Wednesday, November 30, 2016

3D Photos - Pumpkins

In this post, I want to show that you can use my line of software to generate tweeners for lenticular imaging even if the input stereo pair is large (3591x2432 pixels). We're gonna create a left and right (full size) depth map with dmag5, improve the quality of the depth maps with dmag9b, and then generate the intermediate frames (the tweeners) with fsg6 using the full size images. Here, I am using dmag5 as the automatic depth map generator but I could have used (without much difference) dmag2 or dmag6.


Left image of a stereo pair taken with a Fuji W1 by Mike.


Right image of a stereo pair (also taken with a Fuji W1 by Mike).

This original stereo pair was aligned with SPM (StereoPhotoMaker) but if you load the 2 images in Gimp as layers and switch between the two, you can see that corresponding features in the images are not moving horizontally. This is not good for automatic depth map generation which relies on matches being along horizontal lines (scanlines). As a matter of principle, I always rectify my stereo pairs prior to generating a depth map. Here, I am using a modified version of er9b which is not as aggressive (This version will be released soon, hopefully.)


Rectified left image.


Rectified right image.



Left and right depth maps generated by dmag5 using the following parameters:

image 1 = ../image_l.png
image 2 = ../image_r.png
min disparity for image 1 = -70
max disparity for image 1 = 6
disparity map for image 1 = depthmap_l.jpg
disparity map for image 2 = depthmap_r.jpg
occluded pixel map for image 1 = occmap_l.jpg
occluded pixel map for image 2 = occmap_r.jpg
radius = 32
alpha = 0.9
truncation (color) = 30
truncation (gradient) = 10
epsilon = 255^2*10^-4
disparity tolerance = 0
radius to smooth occlusions = 9
sigma_space = 9
sigma_color = 25.5
downsampling factor = 2

Notice the downsampling factor equal to 2 (enables a large cpu gain without much loss in accuracy) and the relatively large radius (the large the images, the larger the radius should be).

I think we can improve on the depth maps, especially as far as the object boundaries are concerned. We are gonna use dmag9b to improve the depth maps. Note that we could also have used dmag2 (or the other edge preserving smoothers) but I like the "destructive" nature of dmag9b.

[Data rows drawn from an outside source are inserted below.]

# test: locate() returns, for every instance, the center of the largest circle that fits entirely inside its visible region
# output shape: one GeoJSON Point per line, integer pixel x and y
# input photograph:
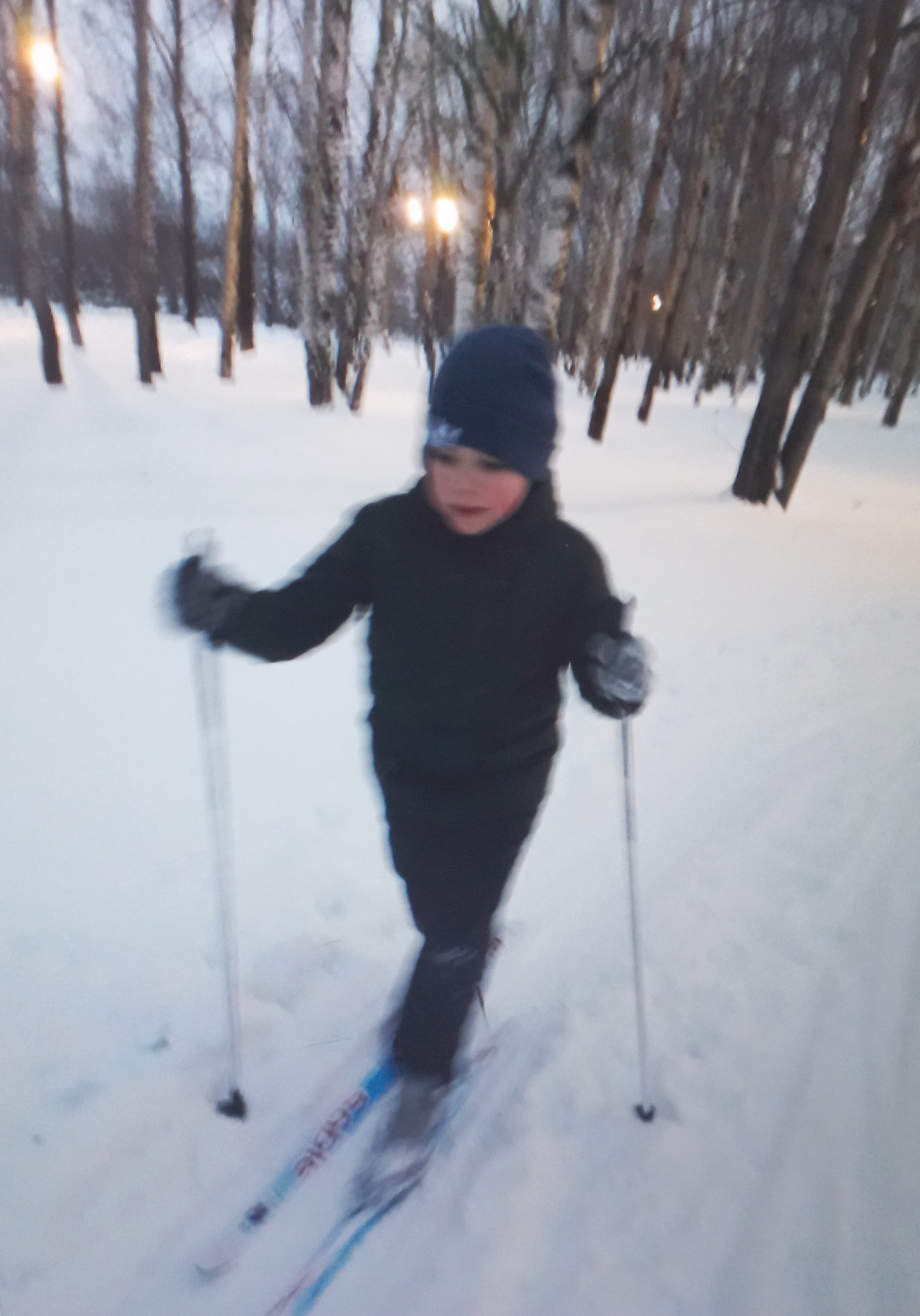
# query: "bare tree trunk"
{"type": "Point", "coordinates": [247, 274]}
{"type": "Point", "coordinates": [27, 173]}
{"type": "Point", "coordinates": [145, 249]}
{"type": "Point", "coordinates": [626, 324]}
{"type": "Point", "coordinates": [906, 377]}
{"type": "Point", "coordinates": [874, 322]}
{"type": "Point", "coordinates": [11, 148]}
{"type": "Point", "coordinates": [327, 195]}
{"type": "Point", "coordinates": [475, 228]}
{"type": "Point", "coordinates": [589, 31]}
{"type": "Point", "coordinates": [870, 55]}
{"type": "Point", "coordinates": [244, 23]}
{"type": "Point", "coordinates": [893, 214]}
{"type": "Point", "coordinates": [71, 300]}
{"type": "Point", "coordinates": [717, 353]}
{"type": "Point", "coordinates": [309, 207]}
{"type": "Point", "coordinates": [905, 266]}
{"type": "Point", "coordinates": [369, 231]}
{"type": "Point", "coordinates": [599, 316]}
{"type": "Point", "coordinates": [269, 173]}
{"type": "Point", "coordinates": [690, 218]}
{"type": "Point", "coordinates": [190, 280]}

Left and right depth maps generated by dmag9b using the following parameters (for the right image):

reference image = ../../image_r.png
input disparity map = ../depthmap_r.jpg
sample_rate_spatial = 32
sample_rate_range = 8
lambda = 0.25
hash_table_size = 100000
nbr of iterations (linear solver) = 25
sigma_gm = 1.4142
nbr of iterations (irls) = 32
radius (confidence map) = 12
gamma proximity (confidence map) = 12
gamma color similarity (confidence map) = 12
sigma (confidence map) = 2
output depth map image = depthmap_r_dmag9b.jpg

Now that we are somewhat satisfied with the depth maps, it's time to generate the in-between frames for lenticular creation. We're gonna use fsg6 which uses both left and right depth maps. Be careful though as the right depth map must be inverted.

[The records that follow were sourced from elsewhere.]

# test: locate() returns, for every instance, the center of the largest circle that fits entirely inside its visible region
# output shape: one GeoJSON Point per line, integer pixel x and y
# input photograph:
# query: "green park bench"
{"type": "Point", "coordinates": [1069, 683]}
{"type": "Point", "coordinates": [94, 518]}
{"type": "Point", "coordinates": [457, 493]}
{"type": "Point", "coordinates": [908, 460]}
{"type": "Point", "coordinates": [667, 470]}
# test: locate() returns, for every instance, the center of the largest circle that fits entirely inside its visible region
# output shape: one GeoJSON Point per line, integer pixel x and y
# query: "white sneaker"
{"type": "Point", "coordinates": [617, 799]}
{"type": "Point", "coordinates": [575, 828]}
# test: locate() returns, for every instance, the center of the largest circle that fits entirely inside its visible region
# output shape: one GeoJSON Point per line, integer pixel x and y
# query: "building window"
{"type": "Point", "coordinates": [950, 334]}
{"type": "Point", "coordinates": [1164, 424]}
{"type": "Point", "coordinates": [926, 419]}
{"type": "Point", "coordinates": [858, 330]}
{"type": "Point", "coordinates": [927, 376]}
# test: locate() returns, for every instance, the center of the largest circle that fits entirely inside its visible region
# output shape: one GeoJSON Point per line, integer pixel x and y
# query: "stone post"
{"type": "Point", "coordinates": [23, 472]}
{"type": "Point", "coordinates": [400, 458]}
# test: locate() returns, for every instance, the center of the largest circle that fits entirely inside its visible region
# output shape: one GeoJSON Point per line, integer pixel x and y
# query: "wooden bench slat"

Inverted right depth map (needed by fsg6).


This is an animated gif showing 12 frames in between (and including) the left and right images generated by fsg6 using the following parameters:

Left image = ../../../image_l.tiff
Right image = ../../../image_r.tiff
Left disparity map = ../depthmap_l_dmag9b.tiff
Right disparity map = ../depthmap_r_dmag9b_inv.tiff
Minimum disparity = -70
Maximum disparity = 6
Number of frames = 12

The frames were reduced to a more manageable size of 600x406 pixels to produce the animated gif.

It should be noted that one could have used a frame sequence generator like fsg4 to produce the frames (on the left and right side of the left image using the left depth map). The problem with this type of frame sequence generators which only makes use of a single depth map is that the inpainting that occurs in the frames looks heavily blurred. The only advantage is that the parallax (3d effect) can be increased as much as desired artificially.

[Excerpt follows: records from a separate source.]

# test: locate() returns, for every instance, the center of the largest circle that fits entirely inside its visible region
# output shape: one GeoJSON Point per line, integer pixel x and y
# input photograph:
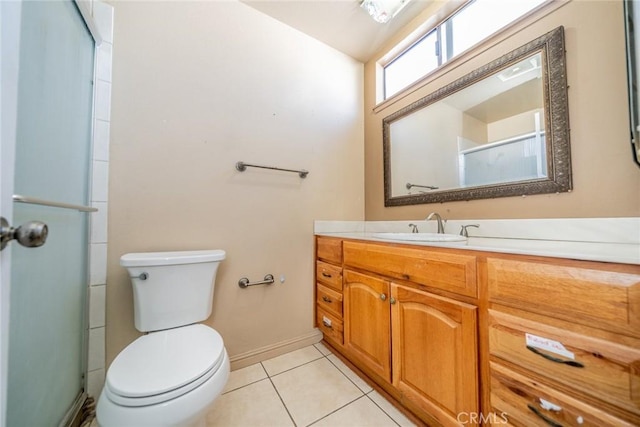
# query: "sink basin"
{"type": "Point", "coordinates": [421, 237]}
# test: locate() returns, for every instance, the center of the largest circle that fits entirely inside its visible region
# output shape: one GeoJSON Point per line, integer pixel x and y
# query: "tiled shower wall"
{"type": "Point", "coordinates": [102, 14]}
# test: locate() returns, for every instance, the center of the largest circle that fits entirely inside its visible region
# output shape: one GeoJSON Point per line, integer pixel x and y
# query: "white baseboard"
{"type": "Point", "coordinates": [254, 356]}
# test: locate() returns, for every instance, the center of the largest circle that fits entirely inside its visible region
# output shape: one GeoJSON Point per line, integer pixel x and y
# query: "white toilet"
{"type": "Point", "coordinates": [171, 375]}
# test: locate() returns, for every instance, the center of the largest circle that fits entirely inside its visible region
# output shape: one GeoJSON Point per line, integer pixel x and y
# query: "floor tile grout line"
{"type": "Point", "coordinates": [291, 369]}
{"type": "Point", "coordinates": [249, 383]}
{"type": "Point", "coordinates": [352, 382]}
{"type": "Point", "coordinates": [245, 385]}
{"type": "Point", "coordinates": [338, 409]}
{"type": "Point", "coordinates": [381, 408]}
{"type": "Point", "coordinates": [281, 399]}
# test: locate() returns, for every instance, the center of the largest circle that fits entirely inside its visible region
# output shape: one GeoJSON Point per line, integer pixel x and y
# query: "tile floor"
{"type": "Point", "coordinates": [307, 387]}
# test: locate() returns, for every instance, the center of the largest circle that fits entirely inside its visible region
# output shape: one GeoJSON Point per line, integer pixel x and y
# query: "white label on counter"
{"type": "Point", "coordinates": [549, 345]}
{"type": "Point", "coordinates": [545, 404]}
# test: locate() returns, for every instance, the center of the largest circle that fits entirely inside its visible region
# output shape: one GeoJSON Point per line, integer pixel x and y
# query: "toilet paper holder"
{"type": "Point", "coordinates": [244, 282]}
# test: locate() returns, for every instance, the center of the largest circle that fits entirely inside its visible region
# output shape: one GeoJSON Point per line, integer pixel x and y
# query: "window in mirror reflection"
{"type": "Point", "coordinates": [474, 22]}
{"type": "Point", "coordinates": [490, 132]}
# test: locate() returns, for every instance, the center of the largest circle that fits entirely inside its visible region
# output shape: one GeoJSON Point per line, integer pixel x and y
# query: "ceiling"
{"type": "Point", "coordinates": [341, 24]}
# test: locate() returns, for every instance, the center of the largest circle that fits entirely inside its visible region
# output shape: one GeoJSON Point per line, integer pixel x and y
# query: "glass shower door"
{"type": "Point", "coordinates": [47, 323]}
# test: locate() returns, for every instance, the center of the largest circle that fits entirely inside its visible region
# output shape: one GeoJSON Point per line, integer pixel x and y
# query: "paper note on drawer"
{"type": "Point", "coordinates": [549, 345]}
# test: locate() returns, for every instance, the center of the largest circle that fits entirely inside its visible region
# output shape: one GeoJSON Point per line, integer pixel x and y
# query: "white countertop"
{"type": "Point", "coordinates": [593, 239]}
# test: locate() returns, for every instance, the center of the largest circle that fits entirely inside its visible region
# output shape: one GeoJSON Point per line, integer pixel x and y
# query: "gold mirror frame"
{"type": "Point", "coordinates": [554, 82]}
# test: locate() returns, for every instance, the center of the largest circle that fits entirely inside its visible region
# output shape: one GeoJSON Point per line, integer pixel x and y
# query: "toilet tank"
{"type": "Point", "coordinates": [172, 289]}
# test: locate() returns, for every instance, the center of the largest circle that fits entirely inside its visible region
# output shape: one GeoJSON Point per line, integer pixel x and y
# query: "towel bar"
{"type": "Point", "coordinates": [244, 282]}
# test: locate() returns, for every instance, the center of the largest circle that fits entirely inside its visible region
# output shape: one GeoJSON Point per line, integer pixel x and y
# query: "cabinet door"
{"type": "Point", "coordinates": [435, 353]}
{"type": "Point", "coordinates": [367, 333]}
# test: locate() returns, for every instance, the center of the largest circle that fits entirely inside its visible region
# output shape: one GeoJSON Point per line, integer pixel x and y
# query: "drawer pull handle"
{"type": "Point", "coordinates": [555, 359]}
{"type": "Point", "coordinates": [543, 417]}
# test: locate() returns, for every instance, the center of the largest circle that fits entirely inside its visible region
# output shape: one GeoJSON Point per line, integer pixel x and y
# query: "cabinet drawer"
{"type": "Point", "coordinates": [443, 270]}
{"type": "Point", "coordinates": [330, 326]}
{"type": "Point", "coordinates": [584, 295]}
{"type": "Point", "coordinates": [330, 301]}
{"type": "Point", "coordinates": [526, 402]}
{"type": "Point", "coordinates": [602, 369]}
{"type": "Point", "coordinates": [329, 249]}
{"type": "Point", "coordinates": [329, 275]}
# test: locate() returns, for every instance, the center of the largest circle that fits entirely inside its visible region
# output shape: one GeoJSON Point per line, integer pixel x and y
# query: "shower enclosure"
{"type": "Point", "coordinates": [46, 161]}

Tuesday, November 29, 2016

3D Photos - Reindeer


This is a stereo pair taken by my htc evo 3d cell phone. The image size is 1920x1080 pixels,


This is the stereo pair as rectified/aligned by er9b.


This is the depth map obtained by dmag5.


This is the depth map obtained by dmag5 shown here on top of the left image using 70% transparency.

Parameters used for dmag5:

image 1 = ../image_l.png
image 2 = ../image_r.png
min disparity for image 1 = -22
max disparity for image 1 = 29
disparity map for image 1 = depthmap_l.jpg
disparity map for image 2 = depthmap_r.jpg
occluded pixel map for image 1 = occmap_l.jpg
occluded pixel map for image 2 = occmap_r.jpg
radius = 32
alpha = 0.9
truncation (color) = 30
truncation (gradient) = 10
epsilon = 255^2*10^-4
disparity tolerance = 0
radius to smooth occlusions = 9
sigma_space = 9
sigma_color = 25.5
downsampling factor = 2

We are gonna try to see if we can improve the depth map quality using eps2, eps5, eps7, eps9, and dmag9b. Eps2 is a bilateral filter. Eps5 and eps7 are approximations of the bilateral filter. Eps9 is an edge preserving median filter. Dmag9b is powered by the Fast Bilateral of Barron et al.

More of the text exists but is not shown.